IT security and control firm Sophos has reported on its blog that webpages of the US Consulate General in Saint Petersburg, Russia, were compromised by hackers earlier this week. The infected pages have since been cleaned up.
The attack was part of a larger campaign by cybercriminals in which vulnerable web servers were targeted. This resulted in more than 400 webpages around the world being infected over the last week. The majority of the compromised pages were hosted in Russia.
“This latest attack highlights the fact that no organization is immune from infection, and that no matter what the size of the company, it must defend its webpages fully to avoid being stung,” said Fraser Howard, principal virus researcher at SophosLabs. “The hackers have reeled in a big fish on this occasion and will no doubt be very pleased with their catch of the day. Unfortunately, while high profile sites such as the US Consulate can be cleaned up quickly, we are seeing a dangerous number of companies that are failing to act responsibly to retain the sanctity of their sites.”

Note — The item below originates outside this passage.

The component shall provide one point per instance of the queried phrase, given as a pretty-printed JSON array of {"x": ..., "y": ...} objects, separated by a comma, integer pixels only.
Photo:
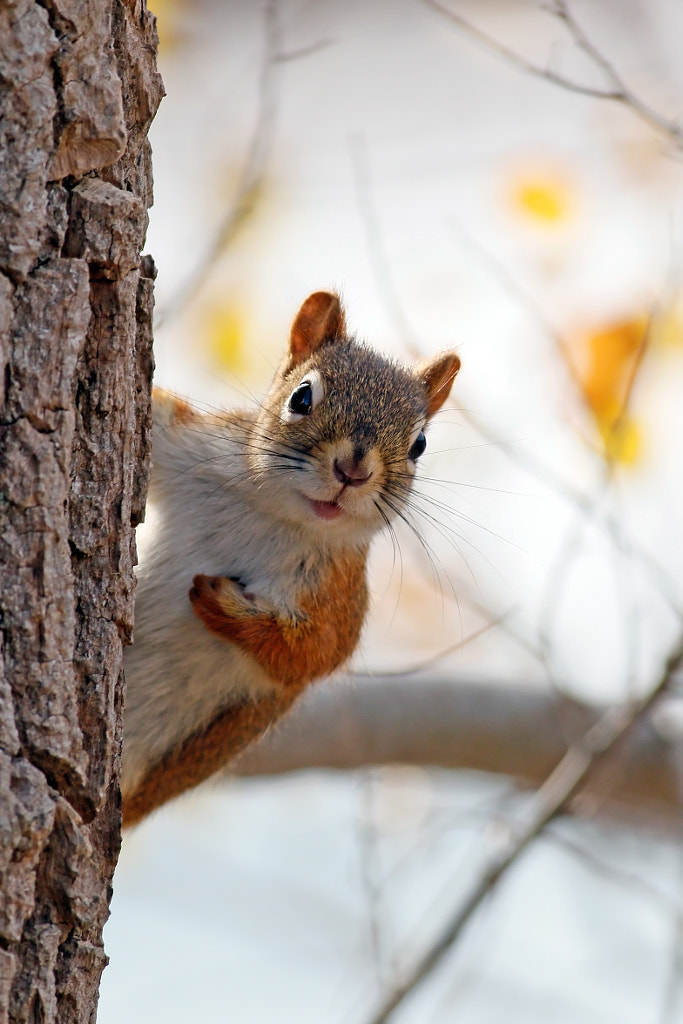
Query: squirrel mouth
[{"x": 326, "y": 510}]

By retrieving a copy of one of the infected Consulate pages from an internet cache, Sophos experts were able to identify that the cybercriminals had planted malicious code known as Mal/ObfJS-C, that then attempted to load further malware from a remote server. This malware includes an additional malicious script that attempts to exploit several browser vulnerabilities in order to install a Trojan horse that could be used to steal business critical data and personal details.
Sophos recently published a technical paper by Fraser Howard providing an overview of modern malware that uses the web to attack victims. Example attacks are used to illustrate some of the tricks and techniques used by hackers. The roles of “attack sites” and compromised sites are discussed together with some of the technologies that can be used to provide protection.